Barbara L. March 15, 2021
I found this recipe beginning of COVID and I think I have made it monthly ever since. Absolutely delicious, so simple and so versatile if you are missing an ingredient. The only thing I really recommend is getting a very good Garam Masala. I have also made with B/S chicken breasts in a pinch and still perfect. I cannot thank you enough for this recipe
Mungo February 17, 2021
I made this recipe for the third time for my family; the first two times, it was magical, and this time, something went wrong and my instant pot never came to pressure. I let the heat go too long, and too much liquid evaporated out of the tomato sauce, and there was burning on the bottom of the pan. I added butter and cream anyway and my family STILL said it was delicious and they would eat it every night! So, even when this recipe fails, it's better than most other recipes!

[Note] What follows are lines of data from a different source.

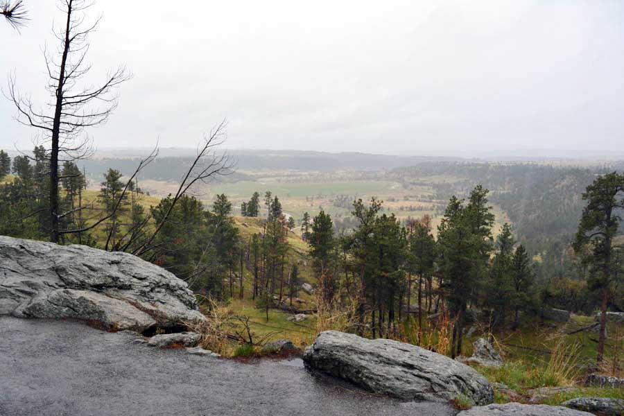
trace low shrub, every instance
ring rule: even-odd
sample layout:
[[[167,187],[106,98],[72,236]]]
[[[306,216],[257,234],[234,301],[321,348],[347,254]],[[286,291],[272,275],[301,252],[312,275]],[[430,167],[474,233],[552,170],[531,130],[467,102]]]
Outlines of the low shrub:
[[[234,357],[249,358],[253,356],[255,354],[256,350],[253,345],[251,344],[243,344],[234,349],[232,355]]]

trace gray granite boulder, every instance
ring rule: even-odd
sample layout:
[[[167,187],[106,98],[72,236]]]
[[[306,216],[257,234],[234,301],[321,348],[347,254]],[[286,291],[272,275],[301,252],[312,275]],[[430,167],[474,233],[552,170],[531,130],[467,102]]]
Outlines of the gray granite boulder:
[[[304,290],[304,291],[308,295],[312,295],[314,293],[314,288],[312,287],[312,285],[309,283],[305,282],[301,285],[301,288]]]
[[[591,413],[545,404],[490,404],[463,410],[457,416],[591,416]]]
[[[584,410],[600,416],[624,415],[624,400],[608,397],[577,397],[561,404],[577,410]]]
[[[402,400],[445,401],[460,395],[494,401],[487,380],[469,366],[415,345],[326,331],[303,356],[306,367]]]
[[[585,385],[590,387],[617,387],[624,388],[624,379],[612,376],[591,374],[585,379]]]
[[[293,321],[295,322],[300,322],[301,321],[304,321],[308,319],[308,315],[305,313],[297,313],[292,316],[289,316],[286,318],[286,320]]]
[[[0,315],[9,314],[139,331],[205,319],[184,281],[137,257],[0,236]]]
[[[503,357],[485,338],[478,338],[472,343],[472,356],[460,360],[462,363],[474,363],[483,367],[500,367]]]
[[[193,355],[207,356],[209,357],[214,357],[218,358],[221,354],[213,352],[209,349],[204,349],[201,347],[191,347],[187,348],[187,352]]]

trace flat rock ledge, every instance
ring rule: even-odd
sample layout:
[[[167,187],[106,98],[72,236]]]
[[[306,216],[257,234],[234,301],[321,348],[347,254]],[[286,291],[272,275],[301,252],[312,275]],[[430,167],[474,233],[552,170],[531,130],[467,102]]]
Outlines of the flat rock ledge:
[[[457,416],[593,416],[591,413],[545,404],[490,404],[463,410]]]
[[[473,368],[398,341],[326,331],[306,349],[303,360],[311,370],[401,400],[442,401],[463,395],[475,404],[494,401],[489,383]]]
[[[139,332],[205,320],[184,281],[135,256],[3,236],[0,315]]]
[[[601,416],[622,416],[624,415],[624,400],[621,399],[577,397],[564,401],[561,405]]]
[[[202,336],[196,332],[177,332],[175,333],[159,333],[149,339],[147,345],[150,347],[166,348],[173,346],[196,347],[202,340]]]

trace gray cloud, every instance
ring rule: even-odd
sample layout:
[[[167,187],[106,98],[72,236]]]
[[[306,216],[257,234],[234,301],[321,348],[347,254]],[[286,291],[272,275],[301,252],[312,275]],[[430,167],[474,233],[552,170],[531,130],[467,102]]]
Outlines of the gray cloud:
[[[119,4],[118,2],[115,2]],[[444,3],[444,4],[441,4]],[[227,117],[232,148],[386,153],[624,145],[621,1],[101,0],[94,80],[134,78],[96,146],[193,146]],[[54,2],[5,40],[0,69],[44,98]],[[0,148],[33,134],[0,103]]]

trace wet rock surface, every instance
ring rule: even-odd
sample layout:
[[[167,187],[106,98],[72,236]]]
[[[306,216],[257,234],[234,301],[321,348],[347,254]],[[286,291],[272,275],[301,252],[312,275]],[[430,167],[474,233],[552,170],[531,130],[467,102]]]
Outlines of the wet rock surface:
[[[452,416],[402,403],[291,362],[243,364],[185,349],[132,344],[136,335],[79,322],[0,317],[0,415],[26,416]],[[293,361],[295,363],[296,361]]]
[[[138,257],[0,236],[0,315],[144,331],[205,319],[187,284]]]
[[[457,416],[591,416],[591,413],[560,406],[508,403],[474,407]]]
[[[473,368],[427,349],[385,339],[326,331],[306,349],[306,365],[377,394],[402,400],[450,400],[464,395],[494,401],[489,383]]]

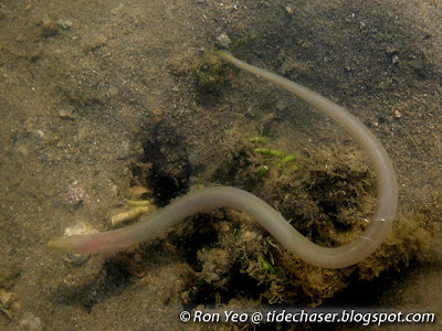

[email protected] December 28, 2020
I've been trying to make a decent butter chicken at home for years without success. Jars, pre-mixes and recipes have all fallen short of expectations. This recipe has broken the drought and delivered a quick, easy and tasty butter chicken my whole family loves. I will never buy butter chicken in a jar again.
Robin A. December 26, 2020
We made this last night, used coconut oil and coconut milk because my husband is sensitive to dairy, it was excellent.
Norwegianne December 22, 2020
AMAZING flavors!!!!! I have a 6 qt instant pot and I doubled the recipe. It was WAY too much sauce. Next time I would make the recipe as is but use 2 lbs of chicken thighs.
Courtney M. December 18, 2020
This was loved by all three generations in our house! Quick question, when using the second batch of sauce to make another meal, do you cook the chicken in the instant pot in the completed sauce or cook the chicken separately and add to warmed sauce?
Linda L. December 6, 2020
Easy, simple ingredients. Flavors are good. Love that you can make the rice at the same time.
jgasque September 23, 2020
Do you think this would work to double and use a whole chicken (shread after cooking)?
Urvashi P. January 15, 2021
I think it wouyld be quite messy to have to shred a whole chicken that's covered with sauce. On the other hand, if you wanted to cut up pieces and take the skin off, then you could use all the chicken parts. That chicken skin on top of the butter and cream will make it quite greasy.